La notoriété n’est pas un équivalent de l’élitisme.
Les élites les plus insidieuses sont habituellement composées
de gens que le grand public ne connaît pas. Les élites
intelligentes sont, en général, assez sagaces pour ne
pas se faire connaître ; elles savent que si on les connaît
on les observe, et qu’alors le masque qui cache leur pouvoir cesse
d’être préservé.
Le fait que les élites soient informelles ne veut pas dire qu’elles
sont invisibles. Dans la réunion d’un groupe quelconque,
n’importe qui peut, en ayant l’oeil avisé et l’oreille
attentive, se rendre compte de qui influe sur qui. Les membres d’un
groupe qui ont de bonnes relations entre eux se fréquenteront
plus fréquemment que d’autres. Illes s’écoutent
plus attentivement et s’interrompent moins ; illes répètent
les points de vue ou les opinions des autres et, en cas de conflit,
illes cèdent plus amicalement ; de même illes tendent à
ignorer voire à lutter d’arrache-pied contre les “exclu-e-s”
(“out”), dont l’assentiment n’est pas nécessaire
pour prendre une décision, et pourtant les “exclu-e-s”
(“out”) doivent maintenir de bonnes relations avec les “inclu-e-s”
(“in”). Evidemment les lignes de démarcation ne sont
pas aussi clairement tracées que ce que j’affirme ici :
dans l’interaction naissent des nuances. (…)
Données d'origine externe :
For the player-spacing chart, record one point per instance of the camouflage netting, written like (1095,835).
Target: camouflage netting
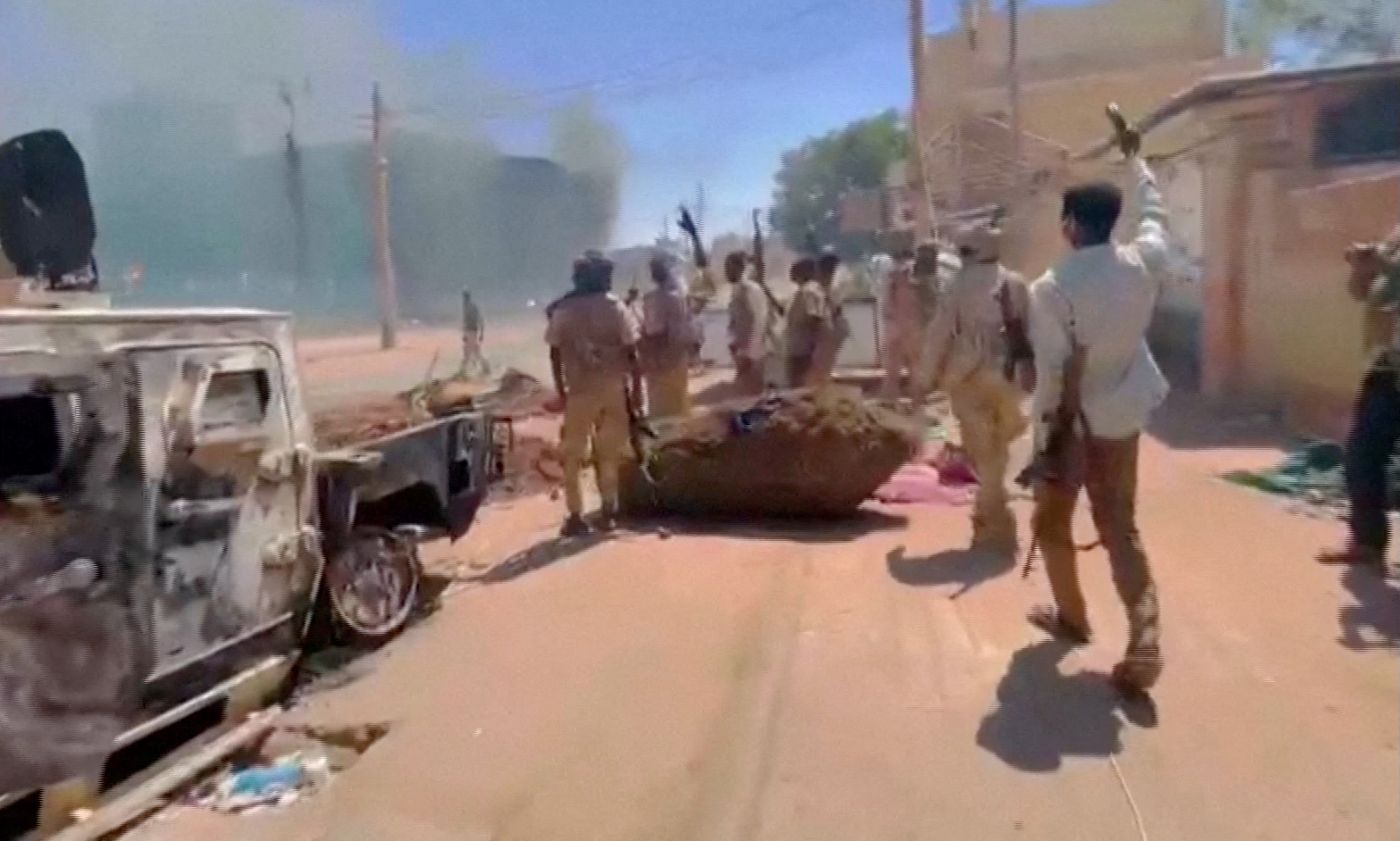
(792,455)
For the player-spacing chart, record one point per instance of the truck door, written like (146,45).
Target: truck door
(73,642)
(233,556)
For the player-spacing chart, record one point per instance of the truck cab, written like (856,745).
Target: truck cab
(167,524)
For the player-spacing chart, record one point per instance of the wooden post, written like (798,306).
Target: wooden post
(1017,210)
(918,178)
(384,259)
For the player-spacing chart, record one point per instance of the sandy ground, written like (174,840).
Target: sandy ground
(869,682)
(342,368)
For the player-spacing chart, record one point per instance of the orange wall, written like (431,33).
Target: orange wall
(1304,334)
(1070,41)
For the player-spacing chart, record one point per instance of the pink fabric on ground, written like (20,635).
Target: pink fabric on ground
(922,483)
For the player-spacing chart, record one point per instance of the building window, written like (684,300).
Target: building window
(1361,128)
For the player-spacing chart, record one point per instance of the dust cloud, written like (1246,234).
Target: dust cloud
(182,111)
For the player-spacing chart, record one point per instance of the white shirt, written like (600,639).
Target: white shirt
(1104,299)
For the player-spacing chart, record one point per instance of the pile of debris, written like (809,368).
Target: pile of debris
(516,395)
(533,467)
(789,455)
(288,765)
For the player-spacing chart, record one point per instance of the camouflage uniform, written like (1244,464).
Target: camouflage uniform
(965,355)
(594,335)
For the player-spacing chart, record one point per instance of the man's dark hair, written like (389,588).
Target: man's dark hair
(593,273)
(803,269)
(1095,209)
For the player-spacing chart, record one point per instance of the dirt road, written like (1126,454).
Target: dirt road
(344,368)
(869,682)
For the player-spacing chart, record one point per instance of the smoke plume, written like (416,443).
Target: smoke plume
(182,110)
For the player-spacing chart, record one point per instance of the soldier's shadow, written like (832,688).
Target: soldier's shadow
(965,567)
(539,556)
(1044,717)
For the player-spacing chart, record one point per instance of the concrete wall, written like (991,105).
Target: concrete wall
(1157,50)
(1277,325)
(1304,334)
(1074,41)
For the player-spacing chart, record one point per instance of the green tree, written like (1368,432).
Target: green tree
(1319,31)
(814,177)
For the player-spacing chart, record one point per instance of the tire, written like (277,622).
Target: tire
(373,587)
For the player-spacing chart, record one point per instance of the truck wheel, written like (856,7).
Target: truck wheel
(373,587)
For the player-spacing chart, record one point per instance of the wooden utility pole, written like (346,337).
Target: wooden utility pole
(384,258)
(1014,96)
(918,180)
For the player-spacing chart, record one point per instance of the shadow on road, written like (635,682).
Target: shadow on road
(1189,422)
(797,531)
(539,556)
(1373,620)
(1044,717)
(965,567)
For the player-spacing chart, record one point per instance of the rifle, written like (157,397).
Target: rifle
(761,268)
(1014,327)
(688,225)
(639,431)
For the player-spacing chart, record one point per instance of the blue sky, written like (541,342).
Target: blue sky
(703,93)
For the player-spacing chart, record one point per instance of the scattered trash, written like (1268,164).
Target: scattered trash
(1311,476)
(306,759)
(281,783)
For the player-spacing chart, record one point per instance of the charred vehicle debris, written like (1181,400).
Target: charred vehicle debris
(167,520)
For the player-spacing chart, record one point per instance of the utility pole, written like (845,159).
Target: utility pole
(1014,97)
(384,259)
(918,180)
(296,188)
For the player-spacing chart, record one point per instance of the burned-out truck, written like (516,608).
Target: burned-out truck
(170,532)
(167,521)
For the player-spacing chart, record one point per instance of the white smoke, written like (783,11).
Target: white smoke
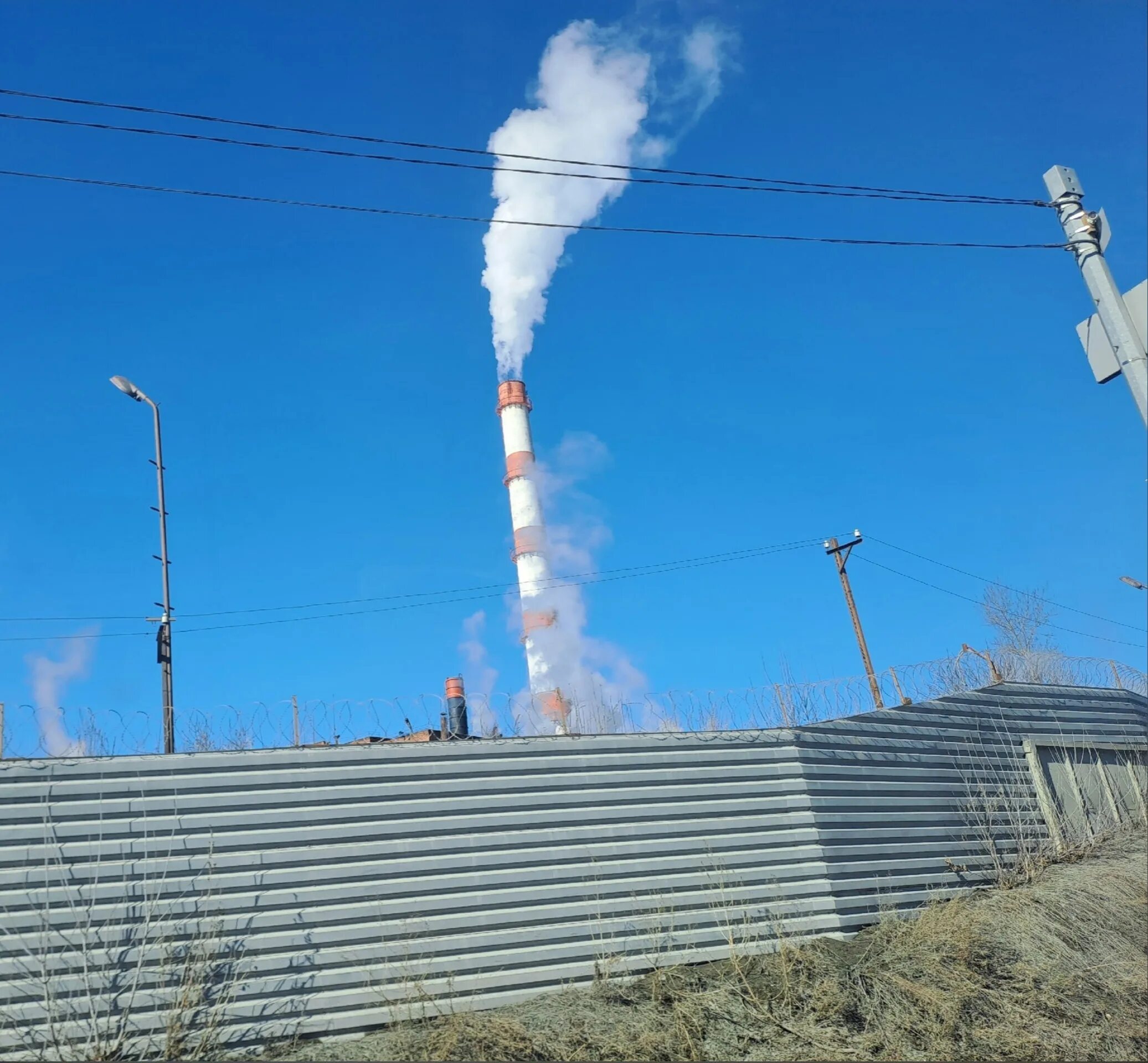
(594,93)
(479,675)
(595,675)
(50,680)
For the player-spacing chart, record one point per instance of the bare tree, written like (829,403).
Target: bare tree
(1018,618)
(1022,648)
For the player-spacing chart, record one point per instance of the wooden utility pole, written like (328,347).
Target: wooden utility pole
(842,555)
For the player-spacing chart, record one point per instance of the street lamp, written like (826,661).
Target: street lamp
(163,635)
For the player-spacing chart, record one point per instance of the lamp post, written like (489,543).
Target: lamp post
(163,635)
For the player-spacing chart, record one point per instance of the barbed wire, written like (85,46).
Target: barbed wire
(30,732)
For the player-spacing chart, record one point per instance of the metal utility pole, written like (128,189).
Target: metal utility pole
(163,635)
(1116,345)
(842,555)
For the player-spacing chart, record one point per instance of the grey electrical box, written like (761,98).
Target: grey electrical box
(1101,357)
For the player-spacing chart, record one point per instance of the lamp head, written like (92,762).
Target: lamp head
(128,388)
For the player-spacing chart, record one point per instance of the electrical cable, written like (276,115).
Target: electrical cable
(504,588)
(483,221)
(558,581)
(938,197)
(479,167)
(1028,594)
(976,602)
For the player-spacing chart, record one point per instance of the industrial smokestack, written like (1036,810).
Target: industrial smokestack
(456,709)
(529,555)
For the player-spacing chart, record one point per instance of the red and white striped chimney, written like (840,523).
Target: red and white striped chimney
(529,555)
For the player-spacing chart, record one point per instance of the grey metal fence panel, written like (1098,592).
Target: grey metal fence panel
(924,801)
(327,890)
(333,881)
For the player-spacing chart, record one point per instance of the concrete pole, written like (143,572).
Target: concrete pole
(163,641)
(841,555)
(1083,231)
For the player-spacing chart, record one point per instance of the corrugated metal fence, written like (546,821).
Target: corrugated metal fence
(268,894)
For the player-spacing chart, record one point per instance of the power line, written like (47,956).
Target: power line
(939,197)
(483,221)
(558,581)
(954,594)
(1028,594)
(480,167)
(503,588)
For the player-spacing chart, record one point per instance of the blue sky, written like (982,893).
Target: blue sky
(327,381)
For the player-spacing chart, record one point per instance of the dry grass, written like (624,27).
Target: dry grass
(1057,969)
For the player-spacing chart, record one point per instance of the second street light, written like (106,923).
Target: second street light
(163,635)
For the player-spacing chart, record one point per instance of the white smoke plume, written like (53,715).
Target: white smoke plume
(479,677)
(594,93)
(595,675)
(49,680)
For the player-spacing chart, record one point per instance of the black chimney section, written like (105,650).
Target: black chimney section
(456,709)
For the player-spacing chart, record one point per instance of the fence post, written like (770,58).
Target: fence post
(897,685)
(782,705)
(993,674)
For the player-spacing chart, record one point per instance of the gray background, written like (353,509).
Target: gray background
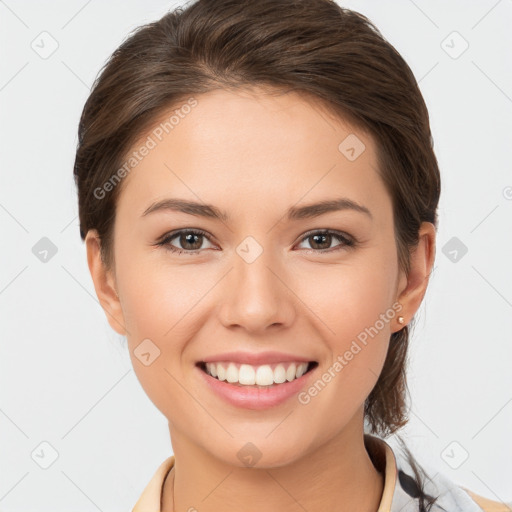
(65,377)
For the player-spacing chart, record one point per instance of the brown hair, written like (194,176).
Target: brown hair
(312,46)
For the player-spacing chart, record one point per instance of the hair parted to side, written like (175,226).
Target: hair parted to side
(314,47)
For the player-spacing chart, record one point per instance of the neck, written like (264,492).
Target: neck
(338,475)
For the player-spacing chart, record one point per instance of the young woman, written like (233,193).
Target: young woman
(258,193)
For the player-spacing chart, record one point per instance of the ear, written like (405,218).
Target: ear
(104,283)
(412,288)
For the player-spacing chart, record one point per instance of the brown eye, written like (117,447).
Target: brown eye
(321,240)
(189,241)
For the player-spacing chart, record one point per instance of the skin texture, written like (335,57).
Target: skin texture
(255,155)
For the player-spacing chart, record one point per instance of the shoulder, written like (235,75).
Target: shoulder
(434,487)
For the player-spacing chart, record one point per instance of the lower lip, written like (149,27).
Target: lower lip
(256,398)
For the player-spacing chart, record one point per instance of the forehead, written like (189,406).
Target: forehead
(243,147)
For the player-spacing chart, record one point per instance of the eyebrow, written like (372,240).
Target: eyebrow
(294,213)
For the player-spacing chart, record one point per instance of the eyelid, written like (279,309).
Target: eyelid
(348,241)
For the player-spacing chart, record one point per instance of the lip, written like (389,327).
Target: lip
(248,397)
(256,359)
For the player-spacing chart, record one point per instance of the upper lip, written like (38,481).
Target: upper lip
(256,359)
Les élites ne sont pas des groupes de conspiration : il est
rare qu’un petit groupe se réunisse et essaye délibérément
de s’accaparer un plus grand groupe à ses fins. Les élites
ne sont rien de plus et rien de moins que des groupes d’ami-e-s
qui, accidentellement, participent à la même activité
politique, bien que, d’un autre côté, illes auraient
probablement une activité politique indépendamment du
maintien ou non de leur amitié. La coïncidence de ces deux
faits est ce qui génère une élite dans un groupe
déterminé, et aussi ce qui rend si difficile son anéantissement.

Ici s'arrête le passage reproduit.